I open my mouth to say something, which is technically against our rules—we agreed to listen completely and not get defensive—but he holds up a hand to stop me. “I know you’re probably not to that point in the draft yet, and that’s totally cool. Just mentioning it. I also think…” He moves his leftover eggs around on his plate, the dried-out yellow blobs making me queasy, or is it waiting for the rest of his critique? “Well, the story is told linearly. Does it need to be? Maybe you could get more tension with a little more back and forth, maybe some creative editing. Like, did you ever read that one where the story is told backwards? I’m not saying do that, but it needs something.”
It needs something, but backwards? I’m not Megan Miranda.
“And one last note.” He checks his notebook as if having to decipher it from his chicken scratch. With his eyes still on his paper, hesays, “It seems like maybe the main character is a stand-in for you.” His voice trails off at the end of the sentence. Then, in full volume, he says, “I think that’s about it. Do you have any questions?”
A frown settles on my face like quick dry cement. “Could you say that last part again?”
He sighs, a world-weary, I-knew-this-was-coming kind of sigh, that makes me want to flip this table in a Hulk-filled rage. “The main character is obviously you. And that could be problematic.”
“How? How is she me?”
Ed sits back a little in his chair, crossing his leg, bringing his ankle to his knee. He starts ticking things off on his fingers. “Let’s see… Her name is Hallie. She has brown hair and robin’s egg blue eyes. She’s thoughtful, observant, a rule follower, and she’s a vegan.” He puts his hand down. “Should I go on?”
How dare he presume to know me? He doesn’t even remember our day together. So, he only knows me from a signing where he barely said two words to me and the past three days. “I’m not vegan. You just watched me eat eggs.”
He sighs. “Aren’t you a vegetarian?”
I stand, closing my laptop. “What difference does it make?”

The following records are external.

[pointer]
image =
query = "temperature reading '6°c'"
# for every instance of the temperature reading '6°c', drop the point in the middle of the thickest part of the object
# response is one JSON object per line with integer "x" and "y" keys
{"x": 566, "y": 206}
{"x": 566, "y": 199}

Ed closes his notebook and looks at me with a soft expression. “It’s your book. You can write it however you like. I’m only saying when we put ourselves into the book, we might not be able to go deep enough to write a fully formed character. Characters need flaws and pain and depth. And sometimes when youarethe main character, well, we end up writing what we wish we were. On top of that, we lose all objectivity when it comes to edits. I can’t tell you to change parts of Hallie, because it would be like me saying there’s something wrong withyou.”
What he’s saying makes sense, and in all honesty, I hadn’t intended to write myself into the book. My face is hot. It’s probably beet red. It’s such a rookie mistake, and I’ve been writing for…too long to admit. “I need some air.”
Ed is clicking at the keys on his laptop. “I sent you the rest of my notes. Look at them when you’re ready.”
I nod.
“Hattie. I liked the story.”
His words bounce off me, a Super Ball on hard concrete.
Seizing my tote bag, I head out the door, walking toward the main road to see other people, hear other voices than Ed’s negative comments echoing in my brain over and over.
Critiques are the worst. I’d thought over the years, with various writing groups, I’d gotten better, but this one was a special kind of torture. Why should what Ed thinks matter so much? Is it because I know he’s right?